A guidance counselor's job is to pinpoint at-risk children who have family issues or peer pressure problems, and help them deal with it and/or refer them to a school psychologist. My grades went down tremendously in 10th grade, right at the beginning of my future college requirements, and no one in school noticed.Their roles consist of assisting students with scholarships, applying to college, financial aid application and help with preparing the student for college life. They provide direct support service to individual students, small groups and classrooms. They are supposed to complete home visits and assessments, and develop and maintain family outreach programs and community partnerships.
In conjunction with other teachers and administrators, they conduct professional development workshops on identifying at-risk students. They interview students and their families and provide direct service to students in the classroom at least once per week. A parent can ask every day, "How was school?" but when a child is embarrassed or afraid to talk about an incident, they would be more likely to tell a stranger than their parent. Encouragement from an adult, that is not a family member, is sometimes all a child needs. Just someone to say, "You are smart....you can do it!" or, "Just ignore and walk away from that person who is tormenting you. If they don't get a reaction, they will stop."

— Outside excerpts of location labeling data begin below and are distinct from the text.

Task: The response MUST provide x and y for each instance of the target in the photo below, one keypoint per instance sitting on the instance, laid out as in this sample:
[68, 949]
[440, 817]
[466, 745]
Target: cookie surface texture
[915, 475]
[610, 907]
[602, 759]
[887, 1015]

The biggest question an adolescent has is, "Who am I?" and, "What will I be when I grow up?" A guidance counselor can help an adolescent answer those questions. An adolescent needs a person who is genuinely interested in seeing them become a successful adult and who has the keys to getting a college education paid for when the parents cannot afford it. This is an invaluable skill! I see so many adult college students that say if they would have had the right encouragement in high school, they would have made the decision to either go back to college or they would have started college earlier.